The statistical analysis of microarray data was performed using bioconductor [
53] package limma [
57]. The analysis was based on a generalized linear model [
57,
58] approach. In this approach one constructs a linear data model with a structure determined by the experiment layout, and then fits this model to the actual data. The linear model is defined in terms of a so-called design matrix. The number of rows in this matrix coincides with the number of experiment samples, and the number of columns coincides with the number of factors that have an essential influence on the measurable values. The value at the i-th row and j-th column of a design matrix specifies an effect of a factor j on a sample i. Each measurable value (i.e., each probeset) in this approach is analysed independently. For each probeset a vector of its expression values E is represented in the form E = Dβ + ϵ, where D is a design matrix, β is a vector of coefficients indicating values of each factor’s actual influence on the analyzed probeset, ϵ is a vector of error, and model fitting consists in the minimization of “error term” ϵ by finding optimal coefficients β. After the coefficients β are computed for each probeset, one can test various hypotheses on the structure of considered factors.

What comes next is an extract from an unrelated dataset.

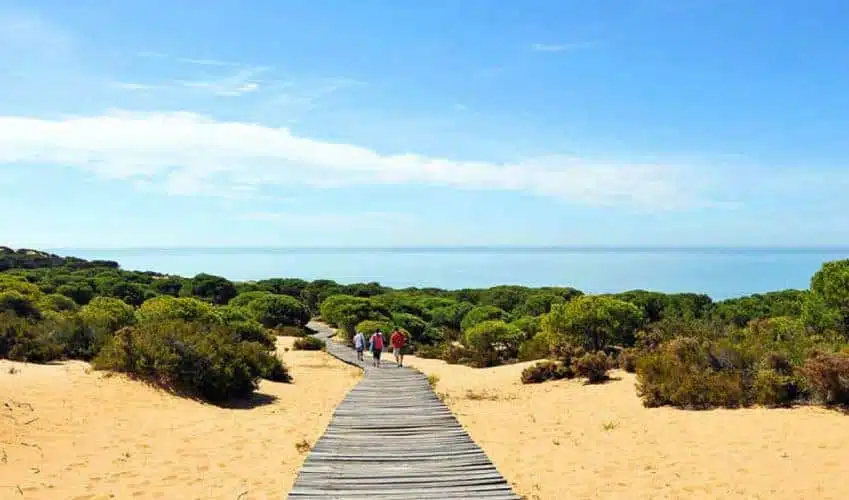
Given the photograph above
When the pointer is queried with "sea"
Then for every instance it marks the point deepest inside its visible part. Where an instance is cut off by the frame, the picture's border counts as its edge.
(719, 272)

For example, in order to find probesets that are affected by a factor i, one should search for the probesets with βi statistically different from zero.

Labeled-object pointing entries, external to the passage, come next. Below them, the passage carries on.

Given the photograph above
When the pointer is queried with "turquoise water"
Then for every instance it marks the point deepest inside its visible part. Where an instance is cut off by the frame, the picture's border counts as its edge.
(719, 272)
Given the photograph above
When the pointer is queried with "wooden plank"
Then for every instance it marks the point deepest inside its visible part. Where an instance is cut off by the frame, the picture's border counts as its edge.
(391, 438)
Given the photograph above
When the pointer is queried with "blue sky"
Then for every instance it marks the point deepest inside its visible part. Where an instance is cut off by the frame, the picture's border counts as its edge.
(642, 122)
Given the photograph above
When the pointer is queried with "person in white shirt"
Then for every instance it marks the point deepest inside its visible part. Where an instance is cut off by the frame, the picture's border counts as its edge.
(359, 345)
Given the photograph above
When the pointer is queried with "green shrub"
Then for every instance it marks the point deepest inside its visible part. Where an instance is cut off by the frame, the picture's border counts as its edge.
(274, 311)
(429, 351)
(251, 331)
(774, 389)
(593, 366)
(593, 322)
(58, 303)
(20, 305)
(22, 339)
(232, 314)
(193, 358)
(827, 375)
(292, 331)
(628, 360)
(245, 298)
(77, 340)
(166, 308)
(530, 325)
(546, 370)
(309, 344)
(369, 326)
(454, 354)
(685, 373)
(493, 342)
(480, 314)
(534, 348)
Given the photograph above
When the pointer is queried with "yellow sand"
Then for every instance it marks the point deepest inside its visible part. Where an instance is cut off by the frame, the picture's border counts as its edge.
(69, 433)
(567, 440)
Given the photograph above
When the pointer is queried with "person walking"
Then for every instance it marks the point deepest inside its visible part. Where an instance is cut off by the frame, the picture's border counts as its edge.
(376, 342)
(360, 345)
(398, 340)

The general linear model was applied in the analysis of the studied transcriptome changes as follows. The model that takes into account both experiment time points and athletes individual features was used. Thus, the total number of factors was eleven: c1, …, c8 correspond to an expression level of each athlete in a normal state (for all samples the effect of these factors is set to 1 if a sample and a factor correspond to the same athlete, and set to 0 otherwise), and d1, d2, d3 correspond to the changes induces by the exercises, exercises and 30-minutes relaxation, and exercises and 60-minutes relaxation respectively (for all samples the effect of these factors is set to 1 if a sample and a factor correspond to the same experiment time point, and set to 0 otherwise). The total number of samples was 32: 4 samples for each athlete.

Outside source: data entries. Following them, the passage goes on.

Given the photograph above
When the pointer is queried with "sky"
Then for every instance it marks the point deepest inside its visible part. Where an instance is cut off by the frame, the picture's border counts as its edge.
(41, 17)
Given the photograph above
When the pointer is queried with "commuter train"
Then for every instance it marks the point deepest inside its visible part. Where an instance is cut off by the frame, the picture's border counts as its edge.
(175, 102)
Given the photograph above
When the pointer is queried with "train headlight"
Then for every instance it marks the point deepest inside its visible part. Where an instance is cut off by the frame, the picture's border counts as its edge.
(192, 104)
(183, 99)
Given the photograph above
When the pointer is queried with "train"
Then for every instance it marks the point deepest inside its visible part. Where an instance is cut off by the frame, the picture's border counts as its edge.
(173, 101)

For each pair of experiment time points the detection of probesets with reliable difference between time points was performed. The probeset was considered to have a reliable difference between time points k, m if an adjusted p-value of an equality βk = βm (where βl was an actual influence of exercises at experiment time point for l = 1,2,3, and β0 = 0) was less than 0.05, and a log-fold change was greater than 0.484 (this threshold corresponds to an intensity change by more than 40%). The Benjamini-Hochberg [
59] algorithm was used for multiple testing adjustment. The minimum adjusted p-value for all pairs of time points is indicated for each differentially expressed probeset in the Table of differentially expressed mRNAs and miRNAs (Additional file
1) as a statistical significance value.
Pathway analysis
Bioinformatic analysis was performed using DAVID online tool (
http://david.abcc.ncifcrf.gov) as described elsewhere [
60]. So all the analyzed genes were classified into several functional groups, and the groups that may be potentially associated with physiological stress were considered and listed in the tabs of excel document. P-values on the tabs are modified Fisher Exact P-Values. When members of two independent groups can fall into one of two mutually exclusive categories, Fisher Exact test is used to determine whether the proportions of those falling into each category differs by group. In DAVID annotation system, Fisher Exact test is adopted to measure the gene-enrichment in annotation terms.